The Augsburg College Women’s Resource Center recently teamed up with the Minnesota Religious Coalition for Reproductive Choice (MN-RCRC) to host a screening of the film Sacred Choices: Ten new things to consider. This screening took place last Friday, February 20 in the Women’s Resource Center.
The MN-RCRC promotes that “every woman should be free to make decisions about having children according to her own conscience and religious beliefs” and that “people’s reproductive choices are broader when they understand how their bodies function and when they have opportunities to practice decision-making in a safe environment with adults who care about their well-being.”
The documentary Sacred Choices reveals ten new issues for people to consider if they believe abortion goes against their religion. Images of women at pro-life rallies flood the introduction of the film. “Not the Church, not the state, women must decide our fate,” is one of the many slogans chanted by seas of pro-life protesters. Among the notable demonstrators in the film, is Whoopi Goldberg, an avid supporter of the Roe vs. Wade decision.
The topics of consideration range from general religious freedom to the obscure case of a 9-year-old rape victim in Nicaragua whose life is threatened by her country’s religious opposition to abortion.
The film offers a plethora of reluctant testimony from Islamic spiritual leaders, rabbis, Catholic and protestant priests, and nuns. Islamic scholars site verses in the Quran that suggest that a fetus does not have a sole until it is 120 days old, which is significant considering the film also states that 91 percent of all abortions take place in the first trimester. Christian Scholars also defend similar verses in the Bible, but do not site them specifically.
These pro-choice supporting clergy men and women assert that women should be able to choose how they want to participate in their own religion. They also stress that women should be able to make reproductive choices without fear that their church will cast them out. They encourage viewers to think beyond the parameters of pro-choice and pro-life and really examine why they believe what they do about reproductive freedoms.

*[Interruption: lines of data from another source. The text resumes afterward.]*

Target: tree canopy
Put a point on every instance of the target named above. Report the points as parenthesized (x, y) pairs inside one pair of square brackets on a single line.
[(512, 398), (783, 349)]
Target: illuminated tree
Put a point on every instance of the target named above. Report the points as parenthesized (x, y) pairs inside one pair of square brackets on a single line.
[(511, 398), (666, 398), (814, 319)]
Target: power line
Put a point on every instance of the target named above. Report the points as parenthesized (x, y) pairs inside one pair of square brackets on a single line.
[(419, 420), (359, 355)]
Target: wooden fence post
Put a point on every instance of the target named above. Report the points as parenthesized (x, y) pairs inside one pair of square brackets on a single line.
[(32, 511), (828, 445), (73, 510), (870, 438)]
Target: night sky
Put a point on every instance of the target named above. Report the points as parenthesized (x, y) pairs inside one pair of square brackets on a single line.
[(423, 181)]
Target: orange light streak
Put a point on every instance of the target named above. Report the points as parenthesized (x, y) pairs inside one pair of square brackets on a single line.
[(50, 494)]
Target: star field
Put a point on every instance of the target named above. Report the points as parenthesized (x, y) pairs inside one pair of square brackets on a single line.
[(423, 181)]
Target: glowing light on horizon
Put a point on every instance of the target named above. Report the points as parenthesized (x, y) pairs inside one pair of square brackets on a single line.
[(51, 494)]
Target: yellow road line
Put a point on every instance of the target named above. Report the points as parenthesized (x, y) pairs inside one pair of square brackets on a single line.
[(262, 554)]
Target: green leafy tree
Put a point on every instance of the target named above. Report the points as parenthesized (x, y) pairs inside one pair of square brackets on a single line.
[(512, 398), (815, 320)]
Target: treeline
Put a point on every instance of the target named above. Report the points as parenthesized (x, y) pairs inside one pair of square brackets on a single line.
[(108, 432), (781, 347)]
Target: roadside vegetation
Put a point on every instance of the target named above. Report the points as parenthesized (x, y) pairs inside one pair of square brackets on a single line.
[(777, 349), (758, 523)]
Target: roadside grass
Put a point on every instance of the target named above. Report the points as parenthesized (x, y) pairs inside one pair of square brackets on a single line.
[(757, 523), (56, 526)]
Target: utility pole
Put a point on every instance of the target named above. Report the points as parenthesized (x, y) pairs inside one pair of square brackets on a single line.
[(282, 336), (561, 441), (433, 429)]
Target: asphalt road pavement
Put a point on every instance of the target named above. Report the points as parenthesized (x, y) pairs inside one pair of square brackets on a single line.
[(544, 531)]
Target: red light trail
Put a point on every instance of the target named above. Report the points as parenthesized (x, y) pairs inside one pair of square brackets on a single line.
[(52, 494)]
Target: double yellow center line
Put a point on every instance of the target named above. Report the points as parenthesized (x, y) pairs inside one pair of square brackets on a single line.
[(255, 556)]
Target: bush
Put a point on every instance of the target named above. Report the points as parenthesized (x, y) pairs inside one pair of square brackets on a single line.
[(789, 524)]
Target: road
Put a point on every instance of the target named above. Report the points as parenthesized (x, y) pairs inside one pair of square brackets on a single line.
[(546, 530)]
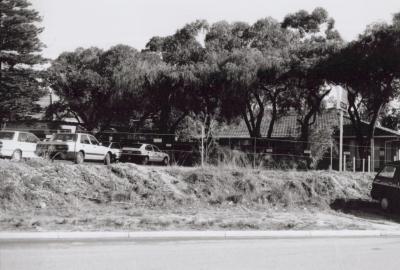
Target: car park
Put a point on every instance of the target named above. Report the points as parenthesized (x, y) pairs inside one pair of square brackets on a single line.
[(77, 147), (143, 153), (17, 144), (386, 186)]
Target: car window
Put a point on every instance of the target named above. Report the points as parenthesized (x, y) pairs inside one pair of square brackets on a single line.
[(32, 138), (62, 137), (23, 137), (6, 135), (388, 172), (94, 140), (85, 139), (115, 146)]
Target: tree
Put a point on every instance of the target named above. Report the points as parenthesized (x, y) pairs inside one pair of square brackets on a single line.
[(99, 87), (254, 67), (369, 69), (317, 40), (21, 81)]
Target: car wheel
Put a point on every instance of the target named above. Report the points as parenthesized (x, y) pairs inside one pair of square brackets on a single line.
[(17, 155), (107, 159), (385, 204), (79, 158), (165, 161), (145, 160)]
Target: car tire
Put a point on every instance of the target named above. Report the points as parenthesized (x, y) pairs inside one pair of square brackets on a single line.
[(17, 155), (145, 161), (385, 204), (107, 159), (165, 161), (79, 158)]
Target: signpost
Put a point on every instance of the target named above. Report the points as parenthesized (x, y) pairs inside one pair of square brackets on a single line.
[(342, 106)]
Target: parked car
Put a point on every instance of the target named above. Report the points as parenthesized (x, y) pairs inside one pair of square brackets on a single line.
[(17, 144), (115, 149), (77, 147), (386, 186), (144, 153)]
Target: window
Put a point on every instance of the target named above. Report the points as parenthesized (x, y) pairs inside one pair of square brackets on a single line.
[(115, 146), (6, 135), (388, 172), (85, 139), (60, 137), (94, 140), (23, 137), (32, 138)]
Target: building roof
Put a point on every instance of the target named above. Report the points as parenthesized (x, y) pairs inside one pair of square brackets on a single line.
[(288, 127)]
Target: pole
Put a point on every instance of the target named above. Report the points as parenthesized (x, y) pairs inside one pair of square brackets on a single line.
[(254, 152), (344, 163), (363, 164), (331, 155), (341, 141), (202, 145), (369, 163)]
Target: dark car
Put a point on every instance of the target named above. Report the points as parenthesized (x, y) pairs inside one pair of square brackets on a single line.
[(386, 186)]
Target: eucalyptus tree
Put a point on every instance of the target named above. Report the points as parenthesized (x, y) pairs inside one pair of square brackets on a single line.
[(317, 39), (21, 80), (369, 69)]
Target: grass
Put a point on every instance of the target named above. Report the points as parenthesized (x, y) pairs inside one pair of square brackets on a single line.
[(37, 195)]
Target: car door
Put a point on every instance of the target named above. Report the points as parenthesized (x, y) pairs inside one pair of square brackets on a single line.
[(31, 141), (98, 150), (157, 153), (22, 144), (86, 146), (150, 153)]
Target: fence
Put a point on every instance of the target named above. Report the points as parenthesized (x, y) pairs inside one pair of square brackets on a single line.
[(258, 152)]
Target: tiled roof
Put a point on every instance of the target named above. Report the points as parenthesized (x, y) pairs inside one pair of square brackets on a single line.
[(288, 126)]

The film juxtaposes mothers happily holding their babies at morning mass with voice-overs of the Rabbi saying that there are in fact “physical and psychological reasons to justify abortions.” The images encompass the dissonance that many feel when attempting to prioritize religious teachings, parental duty and women’s rights reproductive autonomy.

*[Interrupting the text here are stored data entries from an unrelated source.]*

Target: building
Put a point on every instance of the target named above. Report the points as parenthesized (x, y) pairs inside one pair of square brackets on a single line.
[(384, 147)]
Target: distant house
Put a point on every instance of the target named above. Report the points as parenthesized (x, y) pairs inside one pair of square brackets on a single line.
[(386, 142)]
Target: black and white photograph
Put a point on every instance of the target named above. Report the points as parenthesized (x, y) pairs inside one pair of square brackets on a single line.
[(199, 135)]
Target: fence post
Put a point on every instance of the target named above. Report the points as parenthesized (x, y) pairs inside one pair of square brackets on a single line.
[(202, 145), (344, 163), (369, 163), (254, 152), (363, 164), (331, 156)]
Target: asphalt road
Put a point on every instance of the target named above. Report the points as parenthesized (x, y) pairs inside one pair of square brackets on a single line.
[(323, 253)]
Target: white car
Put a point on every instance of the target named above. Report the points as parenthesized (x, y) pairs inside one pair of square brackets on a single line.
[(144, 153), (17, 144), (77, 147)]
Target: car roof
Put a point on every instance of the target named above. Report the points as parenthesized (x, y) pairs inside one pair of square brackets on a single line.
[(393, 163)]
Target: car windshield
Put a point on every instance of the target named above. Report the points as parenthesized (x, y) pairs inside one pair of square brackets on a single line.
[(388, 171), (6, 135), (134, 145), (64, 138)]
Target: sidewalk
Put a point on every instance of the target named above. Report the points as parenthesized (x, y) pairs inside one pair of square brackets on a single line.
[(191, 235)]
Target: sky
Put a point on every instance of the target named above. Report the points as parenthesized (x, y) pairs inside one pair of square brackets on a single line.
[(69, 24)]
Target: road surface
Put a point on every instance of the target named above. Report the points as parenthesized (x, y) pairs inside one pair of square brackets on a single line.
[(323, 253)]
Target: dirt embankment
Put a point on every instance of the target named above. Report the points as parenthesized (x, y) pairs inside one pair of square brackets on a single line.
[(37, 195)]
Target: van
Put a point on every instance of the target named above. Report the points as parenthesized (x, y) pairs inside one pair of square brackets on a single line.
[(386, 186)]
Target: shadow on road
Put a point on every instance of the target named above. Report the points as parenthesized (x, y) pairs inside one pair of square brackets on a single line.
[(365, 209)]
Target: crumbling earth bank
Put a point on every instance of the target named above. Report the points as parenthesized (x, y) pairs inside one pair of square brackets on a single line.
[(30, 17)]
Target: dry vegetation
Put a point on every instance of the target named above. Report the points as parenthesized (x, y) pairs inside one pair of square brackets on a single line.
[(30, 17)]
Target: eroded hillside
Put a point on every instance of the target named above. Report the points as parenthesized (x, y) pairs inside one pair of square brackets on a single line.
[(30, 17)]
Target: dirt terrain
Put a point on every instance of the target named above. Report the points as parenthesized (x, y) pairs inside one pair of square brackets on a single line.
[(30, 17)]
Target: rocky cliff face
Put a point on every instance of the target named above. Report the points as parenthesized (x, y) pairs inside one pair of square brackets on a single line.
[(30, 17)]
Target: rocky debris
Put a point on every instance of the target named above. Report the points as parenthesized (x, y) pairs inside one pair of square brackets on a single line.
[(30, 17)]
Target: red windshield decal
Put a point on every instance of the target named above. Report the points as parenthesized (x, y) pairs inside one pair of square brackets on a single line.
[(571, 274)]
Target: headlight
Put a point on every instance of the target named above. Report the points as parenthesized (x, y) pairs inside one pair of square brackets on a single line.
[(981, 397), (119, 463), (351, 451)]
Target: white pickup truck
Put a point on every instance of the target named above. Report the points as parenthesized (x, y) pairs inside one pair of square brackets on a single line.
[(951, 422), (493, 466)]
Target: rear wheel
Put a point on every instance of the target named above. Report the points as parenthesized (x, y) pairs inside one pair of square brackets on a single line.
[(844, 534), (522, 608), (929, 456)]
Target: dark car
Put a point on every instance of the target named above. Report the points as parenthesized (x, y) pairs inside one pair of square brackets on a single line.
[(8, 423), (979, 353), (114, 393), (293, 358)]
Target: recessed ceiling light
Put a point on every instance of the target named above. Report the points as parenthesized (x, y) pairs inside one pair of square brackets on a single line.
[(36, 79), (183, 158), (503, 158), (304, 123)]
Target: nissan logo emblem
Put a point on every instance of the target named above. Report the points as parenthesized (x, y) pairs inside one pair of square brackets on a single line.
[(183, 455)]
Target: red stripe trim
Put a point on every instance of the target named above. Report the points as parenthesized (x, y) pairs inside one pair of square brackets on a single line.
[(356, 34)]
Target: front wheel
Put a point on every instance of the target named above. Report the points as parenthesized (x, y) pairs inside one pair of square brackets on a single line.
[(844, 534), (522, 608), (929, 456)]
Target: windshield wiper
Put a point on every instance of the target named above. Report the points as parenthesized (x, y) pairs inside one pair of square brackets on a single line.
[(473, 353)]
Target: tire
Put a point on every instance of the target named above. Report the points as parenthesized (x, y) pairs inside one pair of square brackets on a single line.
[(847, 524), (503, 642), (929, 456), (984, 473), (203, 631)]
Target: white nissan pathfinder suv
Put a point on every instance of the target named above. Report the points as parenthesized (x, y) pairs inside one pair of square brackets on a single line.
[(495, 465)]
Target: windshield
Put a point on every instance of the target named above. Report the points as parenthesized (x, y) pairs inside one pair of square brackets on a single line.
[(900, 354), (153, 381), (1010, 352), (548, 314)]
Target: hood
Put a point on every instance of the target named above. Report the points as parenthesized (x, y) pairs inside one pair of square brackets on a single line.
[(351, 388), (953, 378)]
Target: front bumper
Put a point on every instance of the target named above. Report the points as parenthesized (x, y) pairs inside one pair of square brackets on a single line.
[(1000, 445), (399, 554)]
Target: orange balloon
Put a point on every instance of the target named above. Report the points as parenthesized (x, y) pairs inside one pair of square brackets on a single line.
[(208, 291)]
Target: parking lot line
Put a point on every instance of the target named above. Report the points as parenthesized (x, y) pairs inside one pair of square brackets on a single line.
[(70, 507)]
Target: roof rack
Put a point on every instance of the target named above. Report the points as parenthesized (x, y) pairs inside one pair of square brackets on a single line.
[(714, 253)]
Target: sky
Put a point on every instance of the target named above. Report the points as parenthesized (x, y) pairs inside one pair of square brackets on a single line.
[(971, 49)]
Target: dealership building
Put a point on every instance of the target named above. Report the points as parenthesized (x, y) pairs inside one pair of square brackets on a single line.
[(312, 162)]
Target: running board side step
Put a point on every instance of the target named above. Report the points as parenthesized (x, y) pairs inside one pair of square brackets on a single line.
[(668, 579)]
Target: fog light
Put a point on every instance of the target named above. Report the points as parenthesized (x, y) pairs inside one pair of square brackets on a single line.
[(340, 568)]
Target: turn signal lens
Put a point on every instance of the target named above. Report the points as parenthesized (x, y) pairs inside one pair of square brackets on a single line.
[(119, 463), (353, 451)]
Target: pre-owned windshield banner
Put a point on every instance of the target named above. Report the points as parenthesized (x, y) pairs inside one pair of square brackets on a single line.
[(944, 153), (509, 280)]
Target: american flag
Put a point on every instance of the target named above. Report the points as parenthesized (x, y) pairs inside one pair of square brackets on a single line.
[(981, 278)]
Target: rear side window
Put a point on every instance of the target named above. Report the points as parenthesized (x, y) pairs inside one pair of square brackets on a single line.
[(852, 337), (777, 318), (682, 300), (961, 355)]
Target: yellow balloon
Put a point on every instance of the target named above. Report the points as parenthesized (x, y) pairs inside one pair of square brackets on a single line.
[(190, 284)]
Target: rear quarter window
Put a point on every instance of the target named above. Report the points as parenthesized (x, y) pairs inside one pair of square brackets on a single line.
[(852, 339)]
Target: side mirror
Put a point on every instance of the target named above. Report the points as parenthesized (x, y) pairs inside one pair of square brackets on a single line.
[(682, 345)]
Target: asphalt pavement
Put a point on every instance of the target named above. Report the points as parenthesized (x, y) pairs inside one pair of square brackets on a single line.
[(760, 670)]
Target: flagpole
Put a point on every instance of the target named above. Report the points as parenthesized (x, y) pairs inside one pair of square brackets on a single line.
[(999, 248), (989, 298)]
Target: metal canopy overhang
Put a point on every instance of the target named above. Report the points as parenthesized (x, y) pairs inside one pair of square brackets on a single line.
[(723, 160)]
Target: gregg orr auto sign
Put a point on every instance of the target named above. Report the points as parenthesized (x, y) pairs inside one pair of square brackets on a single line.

The audience was all female and many stayed afterwards to discuss personal concerns about the issues mentioned in the film. One point that was stressed in the discussion but not in the film was to education women as a form of prevention. The women felt that if more young girls were taught earlier (like they are in Europe) about sexual responsibility and reproductive responsibility that the number of women seeking abortions would significantly decrease. More literature on this topic can be found in the Women’s Resource Center located in Sverdrup Hall or at www.mnrcrc.org.